A Lifetime of Dance by David Vaughan
The title of Charles Atlas' new documentary on Merce Cunningham may be
taken quite literally: his mother described his dancing down the aisle of
the church the family attended in Centralia, Washington, at the age of four.
At 82, Cunningham is still making new work for the dance company he formed
at Black Mountain College in North Carolina, in the summer of 1953. He has
rarely stopped dancing, certainly not since as a teenager he took classes in
tap and ballroom dancing from a local teacher. Even today, in spite of the
physical limitations imposed by age, he still demonstrates to his company
the movements he wants them to perform in class or in a new dance, and at
the end of rehearsal every day he demands five minutes alone in the studio
when he works by himself. As he has often said, his fascination with
movement is as strong today as it was when he started.
Movement itself is the principal subject matter of his dances: neither
narrative nor musical form determines their structure. His collaboration
with the composer John Cage began with Cunningham's first independent
choreography, in 1942, and lasted until Cage's death fifty years later. In
the course of their work together they proposed a number of radical
innovations. The most famous, and controversial, of these concerned the
relationship of dance and music. In the early dances, dance and music shared
an agreed time structure, coming together at certain key points but
otherwise pursuing independent paths. As time went on, even those key points
disappeared, and the relationship became still freer. The independence is
now total--famously, the dancers in Cunningham's company learn and rehearse
a work in silence and often do not hear the music until the first
performance, or at any rate the dress rehearsal.

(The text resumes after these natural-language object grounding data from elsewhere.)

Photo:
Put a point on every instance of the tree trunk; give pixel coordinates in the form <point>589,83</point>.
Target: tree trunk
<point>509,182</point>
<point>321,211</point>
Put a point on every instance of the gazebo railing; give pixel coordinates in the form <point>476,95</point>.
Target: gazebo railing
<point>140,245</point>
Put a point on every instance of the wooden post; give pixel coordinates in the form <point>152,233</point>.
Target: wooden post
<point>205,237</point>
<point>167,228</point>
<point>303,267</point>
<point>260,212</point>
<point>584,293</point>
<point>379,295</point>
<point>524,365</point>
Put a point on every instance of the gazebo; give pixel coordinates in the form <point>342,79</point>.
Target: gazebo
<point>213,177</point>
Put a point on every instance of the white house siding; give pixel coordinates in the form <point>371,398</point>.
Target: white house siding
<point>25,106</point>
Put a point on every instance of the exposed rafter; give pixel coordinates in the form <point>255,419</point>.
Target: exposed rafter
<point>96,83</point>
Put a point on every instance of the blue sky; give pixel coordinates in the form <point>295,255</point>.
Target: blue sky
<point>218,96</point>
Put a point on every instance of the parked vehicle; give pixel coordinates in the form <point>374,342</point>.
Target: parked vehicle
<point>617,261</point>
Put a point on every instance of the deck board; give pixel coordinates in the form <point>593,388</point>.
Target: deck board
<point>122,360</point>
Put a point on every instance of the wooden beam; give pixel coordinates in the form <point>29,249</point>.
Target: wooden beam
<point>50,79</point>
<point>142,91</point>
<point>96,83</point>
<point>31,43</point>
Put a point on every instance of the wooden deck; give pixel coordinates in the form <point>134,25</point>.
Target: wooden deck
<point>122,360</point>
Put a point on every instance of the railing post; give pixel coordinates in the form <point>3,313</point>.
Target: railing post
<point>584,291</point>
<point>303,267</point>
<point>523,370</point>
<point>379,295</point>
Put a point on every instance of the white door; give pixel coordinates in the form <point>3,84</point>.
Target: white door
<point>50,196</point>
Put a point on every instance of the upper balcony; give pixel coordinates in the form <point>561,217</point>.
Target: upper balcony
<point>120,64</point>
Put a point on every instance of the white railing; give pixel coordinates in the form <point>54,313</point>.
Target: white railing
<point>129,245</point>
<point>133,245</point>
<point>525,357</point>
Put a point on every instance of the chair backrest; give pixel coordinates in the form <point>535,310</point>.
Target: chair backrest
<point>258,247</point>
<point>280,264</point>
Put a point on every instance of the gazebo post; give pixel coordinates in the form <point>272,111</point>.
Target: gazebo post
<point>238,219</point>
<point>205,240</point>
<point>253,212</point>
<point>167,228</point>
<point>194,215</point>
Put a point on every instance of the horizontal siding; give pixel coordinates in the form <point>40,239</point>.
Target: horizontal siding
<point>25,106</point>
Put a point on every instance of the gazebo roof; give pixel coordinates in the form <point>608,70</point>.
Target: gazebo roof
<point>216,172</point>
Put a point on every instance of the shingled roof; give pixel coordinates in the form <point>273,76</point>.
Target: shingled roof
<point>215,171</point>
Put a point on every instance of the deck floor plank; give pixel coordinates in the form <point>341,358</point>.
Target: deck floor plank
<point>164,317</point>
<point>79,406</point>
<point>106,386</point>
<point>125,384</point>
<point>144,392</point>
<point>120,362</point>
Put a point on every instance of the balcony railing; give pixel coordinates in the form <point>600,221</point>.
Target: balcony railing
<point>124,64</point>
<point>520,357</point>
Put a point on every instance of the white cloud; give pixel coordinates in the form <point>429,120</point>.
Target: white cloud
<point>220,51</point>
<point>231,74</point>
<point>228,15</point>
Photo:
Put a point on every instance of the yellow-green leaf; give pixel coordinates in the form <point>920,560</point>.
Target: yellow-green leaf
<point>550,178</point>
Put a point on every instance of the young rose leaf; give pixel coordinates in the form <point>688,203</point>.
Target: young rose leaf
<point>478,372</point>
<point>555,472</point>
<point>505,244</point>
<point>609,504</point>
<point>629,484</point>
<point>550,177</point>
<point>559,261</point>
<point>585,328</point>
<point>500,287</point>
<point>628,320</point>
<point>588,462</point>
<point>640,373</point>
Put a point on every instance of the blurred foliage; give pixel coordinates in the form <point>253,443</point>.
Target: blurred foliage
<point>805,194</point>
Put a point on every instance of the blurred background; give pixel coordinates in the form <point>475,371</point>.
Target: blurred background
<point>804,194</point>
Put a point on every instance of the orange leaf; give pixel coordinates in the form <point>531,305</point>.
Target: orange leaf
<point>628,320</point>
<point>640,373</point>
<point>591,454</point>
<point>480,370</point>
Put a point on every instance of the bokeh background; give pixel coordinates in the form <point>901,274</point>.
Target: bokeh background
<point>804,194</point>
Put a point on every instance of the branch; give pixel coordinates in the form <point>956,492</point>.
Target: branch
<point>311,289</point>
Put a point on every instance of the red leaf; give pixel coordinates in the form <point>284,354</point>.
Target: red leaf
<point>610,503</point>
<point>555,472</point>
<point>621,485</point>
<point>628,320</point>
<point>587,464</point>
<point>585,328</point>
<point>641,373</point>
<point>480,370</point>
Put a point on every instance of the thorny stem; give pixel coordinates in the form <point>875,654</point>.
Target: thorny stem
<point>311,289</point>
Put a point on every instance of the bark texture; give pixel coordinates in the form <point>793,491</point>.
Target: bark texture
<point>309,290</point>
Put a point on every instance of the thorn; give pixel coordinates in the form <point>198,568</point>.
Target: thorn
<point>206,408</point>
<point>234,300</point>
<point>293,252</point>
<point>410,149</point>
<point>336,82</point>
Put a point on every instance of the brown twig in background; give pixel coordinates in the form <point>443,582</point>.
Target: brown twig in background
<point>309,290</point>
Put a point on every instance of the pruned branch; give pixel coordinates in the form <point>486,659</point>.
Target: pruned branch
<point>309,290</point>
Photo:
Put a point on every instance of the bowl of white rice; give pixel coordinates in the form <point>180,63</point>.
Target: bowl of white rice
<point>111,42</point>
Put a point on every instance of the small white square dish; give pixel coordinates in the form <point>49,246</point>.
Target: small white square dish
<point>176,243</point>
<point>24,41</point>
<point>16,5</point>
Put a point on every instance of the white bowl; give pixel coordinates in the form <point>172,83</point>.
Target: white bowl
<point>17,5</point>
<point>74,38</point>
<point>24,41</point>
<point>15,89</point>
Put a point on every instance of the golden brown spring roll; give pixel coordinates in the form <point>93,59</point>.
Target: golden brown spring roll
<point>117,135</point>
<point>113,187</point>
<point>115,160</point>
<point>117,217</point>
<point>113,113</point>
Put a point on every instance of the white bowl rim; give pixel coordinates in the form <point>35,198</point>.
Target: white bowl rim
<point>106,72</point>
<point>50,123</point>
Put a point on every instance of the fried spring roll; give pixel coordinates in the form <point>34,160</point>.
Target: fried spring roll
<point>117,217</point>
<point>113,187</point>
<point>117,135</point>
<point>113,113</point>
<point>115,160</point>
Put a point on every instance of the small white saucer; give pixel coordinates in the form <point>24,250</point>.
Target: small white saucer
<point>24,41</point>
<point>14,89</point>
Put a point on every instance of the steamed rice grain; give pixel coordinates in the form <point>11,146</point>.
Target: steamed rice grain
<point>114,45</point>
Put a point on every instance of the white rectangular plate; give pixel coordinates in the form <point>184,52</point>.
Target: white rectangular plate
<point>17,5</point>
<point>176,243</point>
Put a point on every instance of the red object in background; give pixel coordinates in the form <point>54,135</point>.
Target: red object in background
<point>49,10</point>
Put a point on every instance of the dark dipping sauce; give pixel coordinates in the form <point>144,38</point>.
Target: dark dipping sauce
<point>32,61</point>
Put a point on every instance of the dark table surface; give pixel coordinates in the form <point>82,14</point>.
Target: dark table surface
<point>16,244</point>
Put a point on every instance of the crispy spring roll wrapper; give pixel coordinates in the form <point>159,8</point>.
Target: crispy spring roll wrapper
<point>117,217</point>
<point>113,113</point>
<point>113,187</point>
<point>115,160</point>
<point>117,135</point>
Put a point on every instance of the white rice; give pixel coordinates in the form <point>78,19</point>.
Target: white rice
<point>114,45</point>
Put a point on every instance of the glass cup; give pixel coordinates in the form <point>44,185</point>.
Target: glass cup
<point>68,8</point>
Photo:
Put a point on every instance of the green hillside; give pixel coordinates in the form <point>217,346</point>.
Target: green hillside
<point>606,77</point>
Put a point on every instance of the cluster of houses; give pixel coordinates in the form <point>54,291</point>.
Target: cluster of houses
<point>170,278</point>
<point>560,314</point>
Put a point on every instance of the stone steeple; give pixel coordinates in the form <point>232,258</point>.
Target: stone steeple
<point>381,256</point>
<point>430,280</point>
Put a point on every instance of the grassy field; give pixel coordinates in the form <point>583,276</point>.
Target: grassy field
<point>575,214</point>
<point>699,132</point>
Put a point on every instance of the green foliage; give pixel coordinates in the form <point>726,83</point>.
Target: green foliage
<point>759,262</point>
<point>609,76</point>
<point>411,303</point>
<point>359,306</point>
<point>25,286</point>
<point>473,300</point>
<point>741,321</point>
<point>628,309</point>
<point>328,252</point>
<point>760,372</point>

Other conventional elements of dance structure were also abandoned:
conflict and resolution, cause and effect, climax and anti-climax.
Cunningham is not interested in telling stories or exploring psychological
states. This does not mean that drama is absent, but it arises from the
intensity of the kinetic and theatrical experience, and the human situation
on stage. Cunningham's dancers are not pretending to be anything other than
themselves-as he once said, "you are not necessarily at your best, but at
your most human."
The other principle that Cunningham and Cage shared was the use of chance
procedures in the composition of their works. Cage carried them through to
the process of realizing a work in performance, while Cunningham has
preferred to use chance not in the performance of his choreography but in
its composition. Even so, there are those who believe that the dancers toss
coins in the wings before going on stage, where they improvise. Nothing
could be further from the truth. By the time the choreography is given to
the dancers in rehearsal, Cunningham has largely worked it out, using chance
methods to determine the sequence of movements, where in the space they will
be performed, and by how many dancers. His dances are not lacking in
structure, but the structure is organic, not preconceived.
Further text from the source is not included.